Sidney Cole: Who's that one?
Tilly Day: Um, Jimmy Wright, the boy...
Sidney Cole: Oh Jimmy Wright, the boy who went blind?
Tilly Day: Yes, lost his eyes and everything.
Sidney Cole: Oh, yes...oh.
Alan Lawson: That's Jimmy is it?
Sidney Cole: Oh well, how sad. How did he loose his sight?Tilly Day: Oh in the war!
Sidney Cole: In the war, it was, yes, I thought it was, yes.
Tilly Day: Yes, he was flying and shot down by an aeroplane.Alan Lawson: Shot down.
Sidney Cole: Ah what a shame Because he always attended all the ACT annual meetings, I remember, you know, from the platform, when I was in there, he was - Jimmy was always there, wasn't he? Who else here? Who's that...any idea?
Tilly Day: Oh he... Moss, Gerry Moss.
Sidney Cole: Oh, Gerry Moss! Oh yes, yes.
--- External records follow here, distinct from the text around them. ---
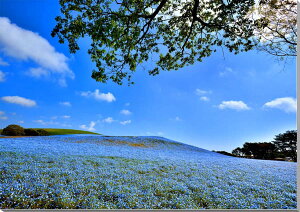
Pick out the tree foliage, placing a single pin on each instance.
(286, 143)
(172, 33)
(13, 130)
(277, 28)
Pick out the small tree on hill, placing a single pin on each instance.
(286, 143)
(31, 132)
(13, 130)
(42, 132)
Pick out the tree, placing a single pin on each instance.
(286, 143)
(238, 152)
(172, 33)
(42, 132)
(31, 132)
(13, 130)
(277, 29)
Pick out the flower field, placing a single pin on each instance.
(99, 172)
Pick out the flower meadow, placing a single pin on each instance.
(126, 172)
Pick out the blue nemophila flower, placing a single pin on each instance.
(136, 172)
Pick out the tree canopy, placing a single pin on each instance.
(286, 143)
(170, 33)
(277, 32)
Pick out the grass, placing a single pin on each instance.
(53, 131)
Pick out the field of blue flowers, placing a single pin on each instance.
(104, 172)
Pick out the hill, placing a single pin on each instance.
(54, 131)
(136, 172)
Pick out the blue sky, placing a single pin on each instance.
(218, 104)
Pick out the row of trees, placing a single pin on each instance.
(16, 130)
(284, 145)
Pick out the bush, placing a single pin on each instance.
(13, 130)
(31, 132)
(42, 132)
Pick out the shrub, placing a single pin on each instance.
(42, 132)
(13, 130)
(31, 132)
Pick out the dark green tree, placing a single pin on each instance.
(238, 152)
(286, 143)
(13, 130)
(42, 132)
(263, 150)
(126, 34)
(31, 132)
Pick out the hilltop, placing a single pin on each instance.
(56, 131)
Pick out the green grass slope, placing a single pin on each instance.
(53, 131)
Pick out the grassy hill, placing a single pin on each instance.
(136, 172)
(54, 131)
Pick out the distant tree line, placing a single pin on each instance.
(16, 130)
(283, 147)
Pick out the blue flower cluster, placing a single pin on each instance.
(104, 172)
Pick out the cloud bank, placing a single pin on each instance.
(234, 105)
(26, 45)
(108, 97)
(287, 104)
(19, 101)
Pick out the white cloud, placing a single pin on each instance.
(90, 127)
(176, 119)
(2, 76)
(109, 97)
(235, 105)
(125, 112)
(2, 116)
(108, 120)
(3, 63)
(200, 92)
(227, 71)
(38, 72)
(67, 104)
(204, 98)
(287, 104)
(125, 122)
(26, 45)
(19, 100)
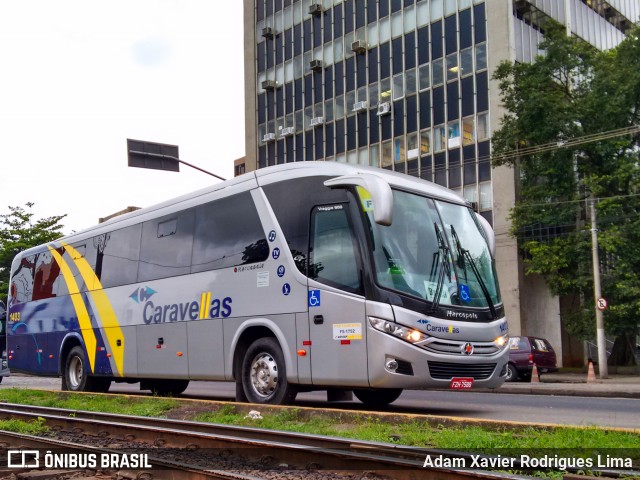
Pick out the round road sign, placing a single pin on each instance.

Right, 'cause that's er...what picture was that, then?Tilly Day: Um, 'You Must get Married'.
Sidney Cole: Oh yes.
Tilly Day: What's written there?
Sidney Cole: Oh, Claude Friese-Green.
Alan Lawson: Dead centre, yeah.
Sidney Cole: Dead centre, is that? Yeah.
Alan Lawson: Yeah, it's written there.
Sidney Cole: Yeah. Now here's another one.
Tilly Day: Ah, Jimmy Wilson, Harry Waxman, me, Harry Hughes...
Sidney Cole: Oh yes, Harry Hughes, the director.
Tilly Day: Leslie Perrins.
Sidney Cole: Oh Leslie Perrins, yes.
Alan Lawson: And what's the film? Does it say?
[Slight pause]
Sidney Cole: No it doesn't say. Can you remember? Anyhow, one should be able to find it from Harry Hughes...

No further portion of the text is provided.